Realismus. Das Kino und die Politik des Ästhetischen.
Hermann Kappelhoff – 2008
Since the avant-gardes of the 1920s, an aesthetic utopia has been associated with the cinema. This utopia aims at the expectation that the cinema is able to accomplish what one cannot expect from the existing political institutions: Namely to relate the concrete living conditions as sensual and perceptual conditions to the singular individuals’ horizon of experience. This does not refer to the approach of concretely representing abstract relations of power, dependency and hierarchy, that are founded on political analysis, through the help of film. Rather, a fundamentally different understanding of politics is expressed here, which conceptualizes cinema as an experience space in which a life-worldly nexus becomes accessible for the singular individuals that is denied in their everyday consciousness. Film appears as a possibility for making the societal, historical, and media-based conditions that define the space of everyday perception and thus the sensory experience of the world, more tangible, vivid, and evident.

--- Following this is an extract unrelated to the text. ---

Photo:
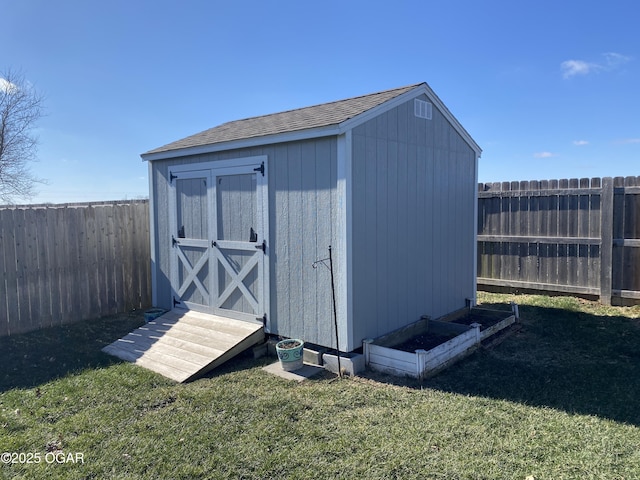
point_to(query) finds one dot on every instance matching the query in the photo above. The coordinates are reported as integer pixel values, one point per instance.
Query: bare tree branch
(21, 106)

This book questions the current relevancy of this utopia. The author journeys through the history of cinema, in order to work out in studies on directors as diverse as Eisenstein, Visconti, Fassbinder, Friedkin, and Almodóvar, as to how the becoming vivid of history and society concretely presents itself. During this, new perspectives towards the relation of cinema and politics are developed while taking into account writings by Kracauer, Brecht, and Rancière. It is demonstrated how in the end, it is mostly the spectator who is able to redeem the cinema’s aesthetic utopia: to him, the films are a tool with which he can question and relocate his place within society.